Lorsque l'autorité de contrôle demande, pour l'exercice de ses missions, communication de documents dont doit disposer le responsable du traitement ou le sous-traitant en application du règlement (UE) 2016/679 du 27 avril 2016 susvisé ou de la loi 6 janvier 1978 susvisée, elle peut exiger que l'organisme concerné produise une traduction en français des documents rédigés dans une autre langue.

Article 5

Les agents, à l'exception des membres des juridictions mis à disposition, ou experts désignés par l'autorité de contrôle doivent être habilités par l'autorité.

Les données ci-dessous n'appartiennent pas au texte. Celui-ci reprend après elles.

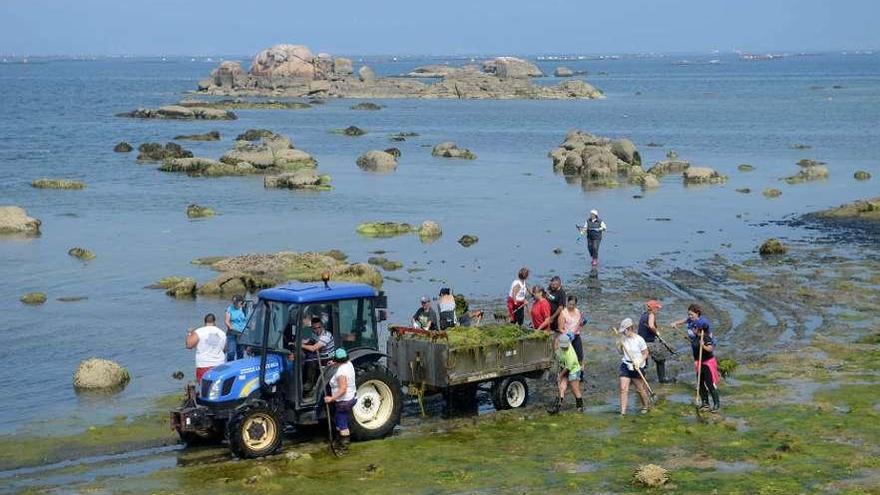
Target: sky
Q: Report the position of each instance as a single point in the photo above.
(451, 27)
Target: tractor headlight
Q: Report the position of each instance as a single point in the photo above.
(214, 392)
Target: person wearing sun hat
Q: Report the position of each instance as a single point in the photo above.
(634, 354)
(648, 330)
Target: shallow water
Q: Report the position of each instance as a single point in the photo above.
(58, 122)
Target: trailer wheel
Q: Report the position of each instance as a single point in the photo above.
(254, 430)
(510, 393)
(379, 402)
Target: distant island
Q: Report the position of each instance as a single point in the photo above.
(293, 71)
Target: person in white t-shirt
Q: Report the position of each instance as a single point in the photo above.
(634, 357)
(342, 397)
(210, 345)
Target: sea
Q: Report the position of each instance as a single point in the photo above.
(57, 119)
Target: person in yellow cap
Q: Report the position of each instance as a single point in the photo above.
(649, 331)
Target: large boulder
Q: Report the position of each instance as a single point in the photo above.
(229, 75)
(288, 61)
(511, 67)
(14, 220)
(377, 161)
(702, 175)
(100, 374)
(451, 150)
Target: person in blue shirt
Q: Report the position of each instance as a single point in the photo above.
(235, 321)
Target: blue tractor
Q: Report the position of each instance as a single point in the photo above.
(252, 402)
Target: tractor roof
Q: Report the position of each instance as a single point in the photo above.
(306, 292)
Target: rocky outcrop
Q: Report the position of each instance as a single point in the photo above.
(198, 211)
(377, 161)
(511, 67)
(123, 147)
(208, 136)
(57, 184)
(563, 72)
(306, 179)
(33, 298)
(702, 175)
(292, 71)
(251, 272)
(178, 112)
(157, 152)
(81, 253)
(598, 161)
(772, 247)
(451, 150)
(97, 374)
(14, 220)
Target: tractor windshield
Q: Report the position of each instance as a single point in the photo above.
(278, 316)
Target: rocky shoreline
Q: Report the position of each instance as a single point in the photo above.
(293, 71)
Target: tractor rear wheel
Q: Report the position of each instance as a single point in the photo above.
(254, 430)
(379, 402)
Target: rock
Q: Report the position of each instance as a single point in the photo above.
(284, 61)
(451, 150)
(385, 263)
(122, 147)
(772, 247)
(208, 136)
(81, 253)
(33, 298)
(807, 174)
(156, 152)
(178, 112)
(383, 229)
(511, 67)
(177, 287)
(702, 175)
(651, 475)
(664, 167)
(353, 131)
(366, 106)
(429, 230)
(649, 181)
(94, 374)
(300, 179)
(257, 271)
(342, 66)
(468, 240)
(626, 151)
(14, 220)
(366, 75)
(807, 163)
(196, 211)
(57, 184)
(377, 161)
(563, 72)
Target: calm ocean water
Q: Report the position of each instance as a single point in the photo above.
(56, 120)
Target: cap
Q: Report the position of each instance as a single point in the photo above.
(564, 341)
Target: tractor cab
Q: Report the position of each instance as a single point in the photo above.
(279, 384)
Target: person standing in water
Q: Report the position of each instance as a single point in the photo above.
(594, 227)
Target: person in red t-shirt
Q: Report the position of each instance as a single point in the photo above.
(540, 309)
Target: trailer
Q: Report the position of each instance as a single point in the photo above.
(426, 362)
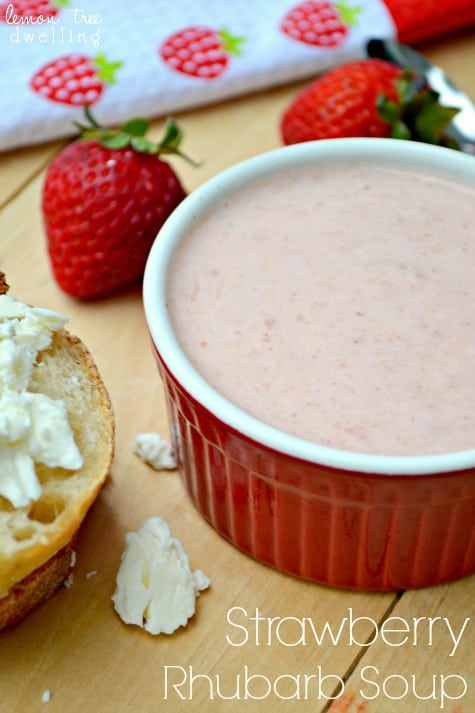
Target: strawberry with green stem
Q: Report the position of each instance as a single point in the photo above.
(75, 79)
(104, 200)
(320, 23)
(369, 97)
(200, 52)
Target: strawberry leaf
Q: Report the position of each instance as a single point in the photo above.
(132, 133)
(348, 15)
(135, 127)
(143, 145)
(115, 140)
(417, 115)
(106, 70)
(231, 43)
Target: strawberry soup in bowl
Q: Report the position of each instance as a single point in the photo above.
(312, 312)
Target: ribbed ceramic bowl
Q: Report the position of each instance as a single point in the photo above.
(345, 519)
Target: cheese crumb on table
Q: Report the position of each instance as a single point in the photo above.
(155, 451)
(155, 587)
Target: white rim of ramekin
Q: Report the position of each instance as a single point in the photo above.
(408, 154)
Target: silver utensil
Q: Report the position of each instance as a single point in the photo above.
(462, 127)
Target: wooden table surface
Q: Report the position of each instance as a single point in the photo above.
(77, 648)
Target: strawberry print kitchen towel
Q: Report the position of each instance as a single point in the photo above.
(154, 57)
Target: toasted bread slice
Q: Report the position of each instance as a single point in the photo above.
(36, 540)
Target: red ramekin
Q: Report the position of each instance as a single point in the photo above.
(344, 519)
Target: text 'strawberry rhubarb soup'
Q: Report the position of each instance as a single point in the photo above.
(338, 305)
(313, 316)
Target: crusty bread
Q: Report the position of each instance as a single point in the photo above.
(36, 541)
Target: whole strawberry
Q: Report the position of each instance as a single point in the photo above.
(74, 79)
(370, 97)
(200, 52)
(320, 23)
(104, 199)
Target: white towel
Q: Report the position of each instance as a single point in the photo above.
(49, 64)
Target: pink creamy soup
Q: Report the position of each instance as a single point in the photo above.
(338, 304)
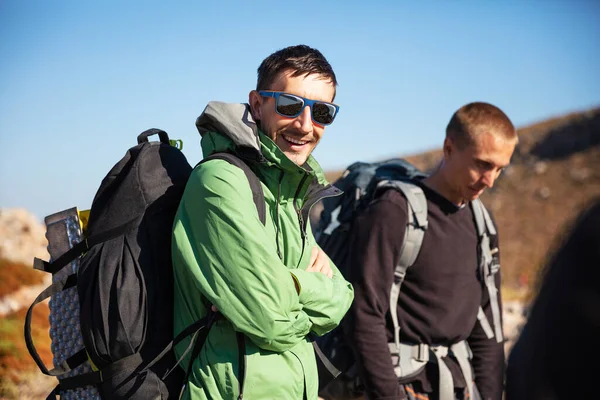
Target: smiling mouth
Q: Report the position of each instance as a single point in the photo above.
(294, 141)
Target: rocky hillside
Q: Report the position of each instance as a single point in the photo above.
(554, 173)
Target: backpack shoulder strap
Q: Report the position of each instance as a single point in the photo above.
(413, 239)
(487, 269)
(257, 191)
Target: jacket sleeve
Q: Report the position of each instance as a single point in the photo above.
(220, 239)
(488, 355)
(325, 300)
(375, 249)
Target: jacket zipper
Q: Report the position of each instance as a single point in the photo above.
(300, 219)
(277, 228)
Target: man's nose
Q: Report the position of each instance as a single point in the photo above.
(488, 178)
(305, 120)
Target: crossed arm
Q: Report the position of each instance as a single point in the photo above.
(219, 237)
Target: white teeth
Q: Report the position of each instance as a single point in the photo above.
(295, 141)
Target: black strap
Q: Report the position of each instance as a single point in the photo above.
(162, 135)
(257, 192)
(128, 363)
(83, 246)
(242, 362)
(73, 361)
(135, 361)
(326, 363)
(54, 393)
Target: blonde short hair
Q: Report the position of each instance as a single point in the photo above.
(474, 119)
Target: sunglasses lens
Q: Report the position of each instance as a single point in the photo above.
(323, 113)
(289, 105)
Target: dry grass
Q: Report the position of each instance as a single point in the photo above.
(17, 368)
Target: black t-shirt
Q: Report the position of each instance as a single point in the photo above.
(438, 301)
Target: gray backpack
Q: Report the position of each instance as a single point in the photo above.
(362, 183)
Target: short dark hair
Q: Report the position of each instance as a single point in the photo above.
(301, 59)
(476, 118)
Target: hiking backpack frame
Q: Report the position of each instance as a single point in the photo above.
(111, 296)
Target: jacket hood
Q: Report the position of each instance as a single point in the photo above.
(230, 127)
(233, 120)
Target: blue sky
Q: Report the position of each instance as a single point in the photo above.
(80, 79)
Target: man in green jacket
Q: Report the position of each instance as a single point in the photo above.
(270, 282)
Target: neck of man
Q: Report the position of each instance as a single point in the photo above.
(439, 183)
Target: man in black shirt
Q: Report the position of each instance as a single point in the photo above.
(442, 293)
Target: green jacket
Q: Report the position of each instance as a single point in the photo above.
(224, 255)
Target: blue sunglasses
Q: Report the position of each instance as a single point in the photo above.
(290, 105)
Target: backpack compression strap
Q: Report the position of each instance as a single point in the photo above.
(488, 269)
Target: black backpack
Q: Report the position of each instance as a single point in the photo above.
(125, 278)
(362, 183)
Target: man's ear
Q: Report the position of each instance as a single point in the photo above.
(255, 100)
(448, 148)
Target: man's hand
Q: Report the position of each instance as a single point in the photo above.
(319, 262)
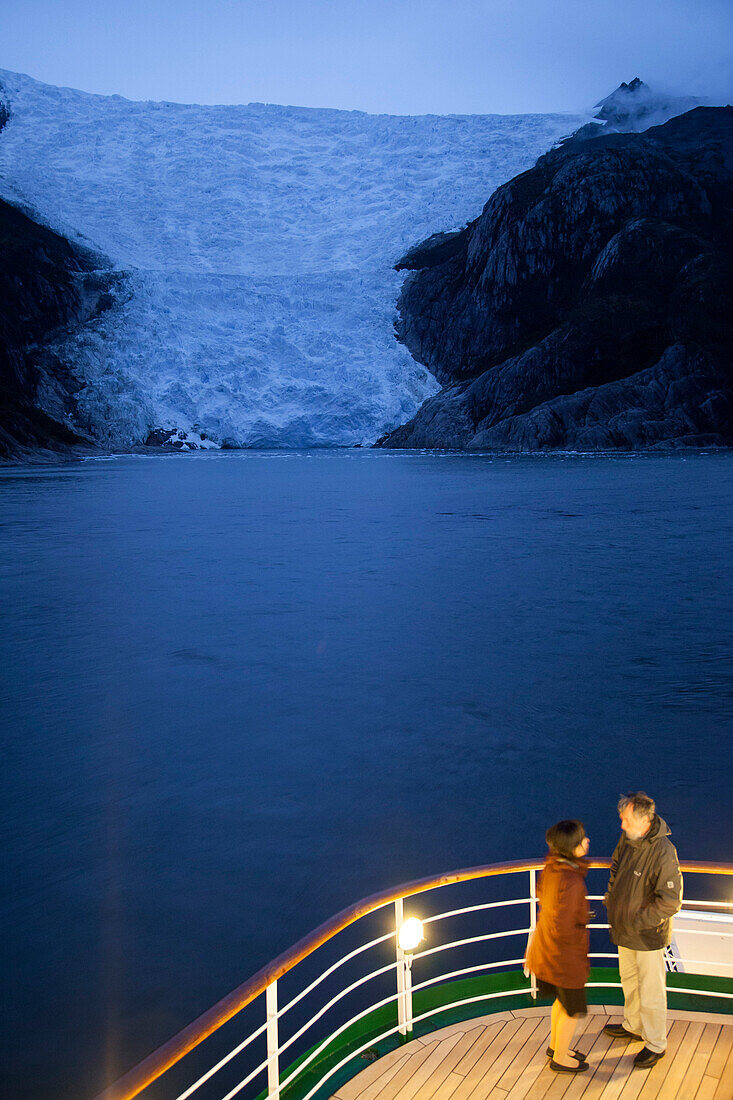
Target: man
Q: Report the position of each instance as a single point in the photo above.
(645, 891)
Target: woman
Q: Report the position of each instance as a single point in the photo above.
(557, 954)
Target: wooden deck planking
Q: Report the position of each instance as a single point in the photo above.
(502, 1057)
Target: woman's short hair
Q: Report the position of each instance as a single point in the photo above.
(641, 803)
(564, 838)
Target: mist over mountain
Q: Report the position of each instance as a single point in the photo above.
(591, 304)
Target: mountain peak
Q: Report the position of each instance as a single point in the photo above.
(635, 106)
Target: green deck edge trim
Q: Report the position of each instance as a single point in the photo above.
(505, 981)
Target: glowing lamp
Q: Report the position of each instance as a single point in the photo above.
(411, 934)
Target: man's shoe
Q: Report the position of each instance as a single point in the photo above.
(617, 1031)
(647, 1058)
(580, 1068)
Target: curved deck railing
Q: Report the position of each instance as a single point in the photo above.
(401, 999)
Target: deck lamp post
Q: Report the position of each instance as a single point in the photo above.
(409, 936)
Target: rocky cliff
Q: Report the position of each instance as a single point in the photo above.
(47, 285)
(590, 305)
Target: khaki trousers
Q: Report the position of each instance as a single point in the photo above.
(645, 996)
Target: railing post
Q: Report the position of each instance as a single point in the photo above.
(533, 922)
(273, 1057)
(402, 1013)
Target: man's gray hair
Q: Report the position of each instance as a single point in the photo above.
(642, 804)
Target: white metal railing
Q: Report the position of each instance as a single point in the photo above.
(402, 997)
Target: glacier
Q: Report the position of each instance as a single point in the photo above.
(254, 244)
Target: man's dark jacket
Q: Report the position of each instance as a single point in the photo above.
(645, 890)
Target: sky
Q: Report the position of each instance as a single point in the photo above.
(394, 56)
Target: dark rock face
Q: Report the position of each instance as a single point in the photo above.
(47, 285)
(590, 305)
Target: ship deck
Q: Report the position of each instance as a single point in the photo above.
(502, 1057)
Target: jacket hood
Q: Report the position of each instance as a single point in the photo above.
(658, 829)
(560, 864)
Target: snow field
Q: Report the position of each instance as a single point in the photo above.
(260, 244)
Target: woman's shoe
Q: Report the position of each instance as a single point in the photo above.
(580, 1068)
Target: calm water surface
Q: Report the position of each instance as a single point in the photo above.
(241, 691)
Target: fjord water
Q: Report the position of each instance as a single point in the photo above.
(242, 690)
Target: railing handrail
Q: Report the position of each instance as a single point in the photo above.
(156, 1064)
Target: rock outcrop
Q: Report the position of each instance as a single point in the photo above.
(47, 285)
(591, 304)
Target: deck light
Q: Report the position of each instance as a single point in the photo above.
(411, 934)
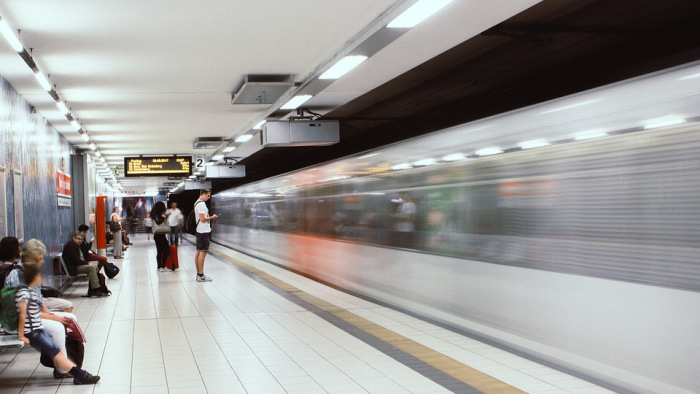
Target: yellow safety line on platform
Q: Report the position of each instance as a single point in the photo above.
(437, 360)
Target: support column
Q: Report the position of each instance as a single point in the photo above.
(100, 228)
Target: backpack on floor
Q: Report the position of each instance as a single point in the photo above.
(103, 283)
(111, 270)
(192, 222)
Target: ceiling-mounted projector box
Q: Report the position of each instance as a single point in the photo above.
(300, 133)
(237, 171)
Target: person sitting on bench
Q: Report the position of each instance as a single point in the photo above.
(76, 264)
(86, 247)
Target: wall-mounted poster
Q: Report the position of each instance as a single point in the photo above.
(18, 200)
(3, 204)
(63, 187)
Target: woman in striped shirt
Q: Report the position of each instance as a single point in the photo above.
(31, 330)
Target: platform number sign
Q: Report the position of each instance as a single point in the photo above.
(199, 163)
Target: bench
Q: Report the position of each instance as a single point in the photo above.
(9, 341)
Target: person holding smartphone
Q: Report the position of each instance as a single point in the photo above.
(203, 233)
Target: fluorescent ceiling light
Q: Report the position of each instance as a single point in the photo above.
(425, 162)
(590, 135)
(454, 157)
(402, 166)
(570, 106)
(43, 81)
(10, 36)
(669, 120)
(489, 151)
(418, 13)
(343, 67)
(297, 101)
(62, 107)
(533, 144)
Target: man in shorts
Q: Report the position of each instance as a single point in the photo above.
(203, 233)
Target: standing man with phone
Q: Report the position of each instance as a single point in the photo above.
(203, 233)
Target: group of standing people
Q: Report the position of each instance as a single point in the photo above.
(171, 222)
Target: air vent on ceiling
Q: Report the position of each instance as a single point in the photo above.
(262, 89)
(208, 142)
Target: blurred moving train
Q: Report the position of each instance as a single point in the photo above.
(568, 231)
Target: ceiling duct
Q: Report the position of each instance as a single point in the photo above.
(300, 133)
(208, 142)
(262, 89)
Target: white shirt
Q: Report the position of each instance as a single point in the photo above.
(201, 207)
(174, 217)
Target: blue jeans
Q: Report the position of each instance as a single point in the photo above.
(40, 341)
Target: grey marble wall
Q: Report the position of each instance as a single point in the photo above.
(31, 145)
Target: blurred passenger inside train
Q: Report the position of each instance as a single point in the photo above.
(405, 221)
(160, 229)
(76, 264)
(86, 248)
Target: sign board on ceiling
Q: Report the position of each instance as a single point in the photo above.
(158, 166)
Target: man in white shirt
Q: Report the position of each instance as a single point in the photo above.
(175, 219)
(203, 233)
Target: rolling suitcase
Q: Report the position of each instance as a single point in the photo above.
(172, 263)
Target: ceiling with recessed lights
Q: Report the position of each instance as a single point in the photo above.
(148, 78)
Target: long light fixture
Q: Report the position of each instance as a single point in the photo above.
(343, 67)
(669, 120)
(297, 101)
(417, 13)
(489, 151)
(533, 144)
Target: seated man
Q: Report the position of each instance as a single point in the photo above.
(76, 264)
(85, 248)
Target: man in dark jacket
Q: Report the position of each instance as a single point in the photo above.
(86, 247)
(76, 264)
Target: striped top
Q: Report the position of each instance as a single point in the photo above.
(33, 320)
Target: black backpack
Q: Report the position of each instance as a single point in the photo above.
(192, 222)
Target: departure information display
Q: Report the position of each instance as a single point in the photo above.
(158, 166)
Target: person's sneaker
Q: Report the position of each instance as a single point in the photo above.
(87, 378)
(58, 375)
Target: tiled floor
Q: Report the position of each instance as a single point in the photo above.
(162, 332)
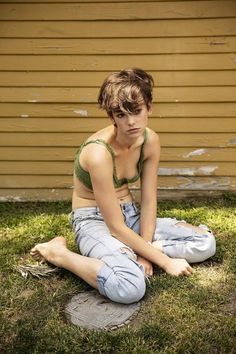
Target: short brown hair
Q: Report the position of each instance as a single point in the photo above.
(125, 90)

Nul ne peut être habilité à effectuer une mission d'expertise, une visite ou une vérification s'il a fait l'objet d'une condamnation à une peine correctionnelle ou criminelle inscrite au bulletin n° 2 du casier judiciaire, ou dans un document équivalent lorsqu'il s'agit d'un ressortissant de l'Union européenne.
Nul ne peut être désigné par l'autorité de contrôle pour effectuer une visite ou une vérification auprès d'un responsable de traitement ou d'un sous-traitant au sein duquel :
1° Il détient un intérêt direct ou indirect, exerce des fonctions ou une activité professionnelle ou détient un mandat ;
2° Il a, au cours des trois années précédant la visite ou la vérification, détenu un intérêt direct ou indirect, exercé des fonctions ou une activité professionnelle ou détenu un mandat.
Lorsque ces conditions cessent d'être remplies, il est mis fin à l'habilitation après que l'intéressé a été mis en mesure de présenter ses observations. En cas d'urgence, l'autorité de contrôle peut suspendre l'habilitation pour une durée maximale de six mois. Il est également mis fin à l'habilitation lorsque l'intéressé n'exerce plus les fonctions à raison desquelles il a été habilité.